Within the first twenty minutes of the film, viewers see Hardin Scott (Hero Fiennes Tiffin) chase after a drunken Tessa (Josephine Langford) by banging on her hotel room door when she is spotted with a male co-worker, Trevor (Dylan Sprouse). So, right off the bat, the romantic interest is depicted to be possessive and toxic...or is he depicted to be persistent and protective? The night ends with Tessa and Hardin sharing intimacy in her hotel room, then the next morning the two have a screaming match in the hallway that ends in throwing objects and cursing loudly. There are several other instances of physical and emotional abuse within the film, but not to worry because there are a few steamy sex scenes sprinkled in to keep the audience under the spell of Hardin’s charming British accent. 

I don’t take any problem with a movie or TV show depicting a problematic relationship, but why are we making movies with a plot surrounding a toxic relationship and disguising it to be sexy, romantic, and aligned by “fate” as Hardin put it. 

The funny thing about this book is you’d think it was written by a man. In the first movie, Tessa Young is described to be a book-loving, studious good girl that is holding on to her purity. She is mocked by her roommate, peers, and even Hardin for being a virgin and preferring her studies over partying. So, in short, Tessa’s character is written to be “not like other girls” solely for the plot of Hardin, the bad boy, desiring her instead of his female peers that are described as party girls and even referred to as “whores” in the movies. 

While this movie series seems to be romanticizing this situation, it can be a reality for many college women. More often than not, a young woman in college will struggle with her sexuality and might even be struck by love enough to think a toxic relationship is a loving one. 

In After We Collided, Hardin deals with PTSD, alcoholism, and anger issues. Over an office lunch, Tessa confides in her co-worker, Trevor, and explains how Hardin is troubled by addiction and wants to fix him for the sake of his happiness and the future of their relationship. Trevor warns Tessa that addiction is a disease, one of which progress is not linear, and often ends relationships badly. Tessa insists that he is wrong, but there is little to no evidence for Tessa to make such a confident statement. 

Tessa does not have a single healthy relationship in her life, not even her mother is on good terms with her.

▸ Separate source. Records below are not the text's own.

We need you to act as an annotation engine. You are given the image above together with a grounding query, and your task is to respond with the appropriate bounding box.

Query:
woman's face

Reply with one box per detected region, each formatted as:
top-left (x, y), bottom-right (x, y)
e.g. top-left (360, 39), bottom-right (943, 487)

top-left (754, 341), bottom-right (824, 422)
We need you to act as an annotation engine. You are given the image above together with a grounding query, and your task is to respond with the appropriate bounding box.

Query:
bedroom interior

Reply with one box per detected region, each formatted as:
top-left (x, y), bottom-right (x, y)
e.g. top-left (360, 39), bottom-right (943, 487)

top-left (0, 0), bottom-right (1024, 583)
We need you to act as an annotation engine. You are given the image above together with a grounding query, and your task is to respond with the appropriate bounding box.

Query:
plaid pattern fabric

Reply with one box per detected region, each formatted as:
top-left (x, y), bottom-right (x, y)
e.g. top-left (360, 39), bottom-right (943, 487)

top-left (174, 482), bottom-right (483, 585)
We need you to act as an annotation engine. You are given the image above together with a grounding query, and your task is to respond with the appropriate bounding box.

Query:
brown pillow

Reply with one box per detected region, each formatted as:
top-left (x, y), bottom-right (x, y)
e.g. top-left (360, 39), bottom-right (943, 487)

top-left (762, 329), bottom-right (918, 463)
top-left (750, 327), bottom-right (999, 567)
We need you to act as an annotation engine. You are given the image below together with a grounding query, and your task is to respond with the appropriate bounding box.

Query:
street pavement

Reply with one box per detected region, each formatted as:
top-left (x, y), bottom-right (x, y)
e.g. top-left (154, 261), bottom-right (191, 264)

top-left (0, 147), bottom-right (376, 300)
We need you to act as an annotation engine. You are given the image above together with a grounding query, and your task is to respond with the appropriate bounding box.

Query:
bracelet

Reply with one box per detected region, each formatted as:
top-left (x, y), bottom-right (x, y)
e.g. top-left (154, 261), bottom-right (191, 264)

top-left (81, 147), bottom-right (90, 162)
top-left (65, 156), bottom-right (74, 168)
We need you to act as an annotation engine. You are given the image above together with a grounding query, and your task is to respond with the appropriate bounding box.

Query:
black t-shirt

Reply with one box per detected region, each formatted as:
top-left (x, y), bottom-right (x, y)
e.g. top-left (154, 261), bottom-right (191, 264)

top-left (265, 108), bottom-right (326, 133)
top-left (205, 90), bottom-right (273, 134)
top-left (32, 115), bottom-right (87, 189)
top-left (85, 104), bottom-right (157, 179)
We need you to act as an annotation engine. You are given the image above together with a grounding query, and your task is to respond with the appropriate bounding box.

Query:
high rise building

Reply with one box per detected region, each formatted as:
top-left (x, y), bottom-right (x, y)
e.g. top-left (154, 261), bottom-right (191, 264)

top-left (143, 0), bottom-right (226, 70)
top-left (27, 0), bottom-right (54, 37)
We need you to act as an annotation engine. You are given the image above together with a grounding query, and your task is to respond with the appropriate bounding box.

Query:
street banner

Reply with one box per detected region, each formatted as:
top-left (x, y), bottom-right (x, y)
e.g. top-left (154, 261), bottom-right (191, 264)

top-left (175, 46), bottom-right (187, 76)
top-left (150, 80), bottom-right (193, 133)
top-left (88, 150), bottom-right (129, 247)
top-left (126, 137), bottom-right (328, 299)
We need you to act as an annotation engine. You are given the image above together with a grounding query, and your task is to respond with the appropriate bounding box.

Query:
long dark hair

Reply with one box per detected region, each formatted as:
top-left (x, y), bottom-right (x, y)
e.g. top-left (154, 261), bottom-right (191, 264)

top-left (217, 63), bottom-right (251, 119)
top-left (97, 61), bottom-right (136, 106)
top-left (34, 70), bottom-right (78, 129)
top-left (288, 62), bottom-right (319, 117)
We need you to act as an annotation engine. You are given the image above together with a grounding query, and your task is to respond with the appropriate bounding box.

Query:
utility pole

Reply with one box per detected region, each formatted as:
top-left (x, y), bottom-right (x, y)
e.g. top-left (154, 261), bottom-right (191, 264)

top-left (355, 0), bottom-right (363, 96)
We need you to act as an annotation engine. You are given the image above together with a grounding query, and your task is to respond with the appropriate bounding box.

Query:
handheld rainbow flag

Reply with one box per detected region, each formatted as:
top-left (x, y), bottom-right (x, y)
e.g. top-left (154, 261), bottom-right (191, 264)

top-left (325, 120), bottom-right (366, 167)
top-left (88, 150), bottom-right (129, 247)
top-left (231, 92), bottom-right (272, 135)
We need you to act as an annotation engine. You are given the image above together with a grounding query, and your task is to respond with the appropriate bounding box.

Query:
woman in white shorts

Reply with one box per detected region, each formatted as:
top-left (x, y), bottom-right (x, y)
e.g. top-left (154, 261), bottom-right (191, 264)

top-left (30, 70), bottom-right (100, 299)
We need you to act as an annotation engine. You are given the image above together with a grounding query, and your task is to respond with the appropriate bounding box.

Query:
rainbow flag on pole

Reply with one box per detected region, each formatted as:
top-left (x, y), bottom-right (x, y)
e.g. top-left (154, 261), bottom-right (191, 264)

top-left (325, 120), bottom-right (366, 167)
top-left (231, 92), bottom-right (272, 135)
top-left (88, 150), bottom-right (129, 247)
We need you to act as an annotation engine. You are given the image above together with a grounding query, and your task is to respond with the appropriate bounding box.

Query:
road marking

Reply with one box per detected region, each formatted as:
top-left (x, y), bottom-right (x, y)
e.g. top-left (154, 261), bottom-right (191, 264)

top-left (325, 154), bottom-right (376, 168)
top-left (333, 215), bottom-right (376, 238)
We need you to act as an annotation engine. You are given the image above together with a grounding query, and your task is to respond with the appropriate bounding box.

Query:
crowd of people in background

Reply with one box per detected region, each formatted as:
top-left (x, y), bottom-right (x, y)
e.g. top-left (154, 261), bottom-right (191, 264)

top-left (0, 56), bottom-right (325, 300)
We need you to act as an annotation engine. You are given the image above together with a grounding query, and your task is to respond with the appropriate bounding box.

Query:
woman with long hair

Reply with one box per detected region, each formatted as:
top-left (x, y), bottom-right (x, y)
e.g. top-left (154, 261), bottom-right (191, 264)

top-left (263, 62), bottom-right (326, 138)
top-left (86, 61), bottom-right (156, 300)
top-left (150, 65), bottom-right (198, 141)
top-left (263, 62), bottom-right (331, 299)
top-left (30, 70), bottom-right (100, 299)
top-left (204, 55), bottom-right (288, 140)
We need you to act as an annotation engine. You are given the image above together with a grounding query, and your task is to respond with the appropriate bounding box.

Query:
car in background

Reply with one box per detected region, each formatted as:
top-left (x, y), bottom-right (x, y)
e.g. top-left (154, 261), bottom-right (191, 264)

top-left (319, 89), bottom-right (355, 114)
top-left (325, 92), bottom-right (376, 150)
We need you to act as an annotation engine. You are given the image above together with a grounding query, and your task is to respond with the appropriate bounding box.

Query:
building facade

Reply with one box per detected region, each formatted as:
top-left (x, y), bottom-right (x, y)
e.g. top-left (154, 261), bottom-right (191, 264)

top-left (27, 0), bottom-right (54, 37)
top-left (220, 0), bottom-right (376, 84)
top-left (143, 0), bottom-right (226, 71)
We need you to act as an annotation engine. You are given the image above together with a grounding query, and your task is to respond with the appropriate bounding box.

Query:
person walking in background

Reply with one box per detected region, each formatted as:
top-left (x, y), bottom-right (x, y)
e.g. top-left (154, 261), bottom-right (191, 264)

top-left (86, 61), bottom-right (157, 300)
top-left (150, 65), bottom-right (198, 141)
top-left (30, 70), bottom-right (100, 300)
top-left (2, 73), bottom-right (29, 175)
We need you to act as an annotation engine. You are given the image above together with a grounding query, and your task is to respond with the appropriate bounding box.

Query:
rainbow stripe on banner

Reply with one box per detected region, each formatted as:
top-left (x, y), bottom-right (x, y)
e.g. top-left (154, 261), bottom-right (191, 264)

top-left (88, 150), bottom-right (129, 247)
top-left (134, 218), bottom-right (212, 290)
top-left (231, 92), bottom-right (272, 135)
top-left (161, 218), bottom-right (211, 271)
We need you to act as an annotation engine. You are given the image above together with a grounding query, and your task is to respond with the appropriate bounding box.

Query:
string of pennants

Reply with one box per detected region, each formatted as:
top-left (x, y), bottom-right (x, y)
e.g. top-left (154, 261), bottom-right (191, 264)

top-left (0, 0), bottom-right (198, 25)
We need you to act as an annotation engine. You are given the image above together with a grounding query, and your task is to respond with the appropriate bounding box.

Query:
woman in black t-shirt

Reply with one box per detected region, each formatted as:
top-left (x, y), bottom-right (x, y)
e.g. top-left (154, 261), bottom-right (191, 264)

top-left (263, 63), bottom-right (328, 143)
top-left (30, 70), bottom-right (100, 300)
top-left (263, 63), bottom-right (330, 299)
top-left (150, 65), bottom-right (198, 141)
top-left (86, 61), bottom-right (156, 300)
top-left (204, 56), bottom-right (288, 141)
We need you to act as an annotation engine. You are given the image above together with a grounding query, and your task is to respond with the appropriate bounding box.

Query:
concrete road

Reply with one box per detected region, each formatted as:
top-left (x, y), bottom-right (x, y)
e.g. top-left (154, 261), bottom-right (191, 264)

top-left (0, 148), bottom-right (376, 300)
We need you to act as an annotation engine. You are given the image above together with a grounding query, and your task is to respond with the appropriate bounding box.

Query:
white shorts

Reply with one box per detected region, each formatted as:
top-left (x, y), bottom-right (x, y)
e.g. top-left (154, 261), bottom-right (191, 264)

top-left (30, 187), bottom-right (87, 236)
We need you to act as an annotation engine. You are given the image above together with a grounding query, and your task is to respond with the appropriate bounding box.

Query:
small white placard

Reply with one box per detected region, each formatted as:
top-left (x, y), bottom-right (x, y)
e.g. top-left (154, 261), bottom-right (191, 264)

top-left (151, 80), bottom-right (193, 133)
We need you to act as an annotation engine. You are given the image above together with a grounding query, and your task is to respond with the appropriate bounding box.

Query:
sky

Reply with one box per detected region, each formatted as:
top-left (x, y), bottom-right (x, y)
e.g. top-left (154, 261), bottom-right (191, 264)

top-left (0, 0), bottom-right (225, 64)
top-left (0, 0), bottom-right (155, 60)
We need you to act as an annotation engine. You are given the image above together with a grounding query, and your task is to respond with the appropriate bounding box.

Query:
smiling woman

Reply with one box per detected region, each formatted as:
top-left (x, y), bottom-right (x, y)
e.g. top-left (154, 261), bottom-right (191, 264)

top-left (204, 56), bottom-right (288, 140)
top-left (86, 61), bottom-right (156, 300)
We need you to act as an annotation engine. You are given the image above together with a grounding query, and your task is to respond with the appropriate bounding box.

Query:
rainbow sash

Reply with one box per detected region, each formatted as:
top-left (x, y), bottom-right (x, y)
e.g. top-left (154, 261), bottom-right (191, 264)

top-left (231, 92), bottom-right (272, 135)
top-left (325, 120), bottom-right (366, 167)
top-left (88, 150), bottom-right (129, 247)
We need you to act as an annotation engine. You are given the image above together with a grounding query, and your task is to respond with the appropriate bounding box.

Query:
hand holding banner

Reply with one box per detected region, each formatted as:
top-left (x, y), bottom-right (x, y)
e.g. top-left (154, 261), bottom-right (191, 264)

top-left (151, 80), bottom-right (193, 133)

Tessa doesn’t have any friends and “coincidentally” no female friends at all. Even Trevor who is showcased as the “nice guy” lets his romantic feelings toward her get in the way of his better judgment. 

 

Overall, After and After We Collided are two films that continue to perpetuate the idea that a man being possessive, borderline stalker, and manipulative is somehow sexy when a sexy man is doing it. Take a look at Joe Goldberg from the Netflix series You. Men like Hardin Scott later become Joe Goldbergs. We have to start doing better as a society and stop making films that further oppress women into thinking that when a man acts like Hardin it means he loves her.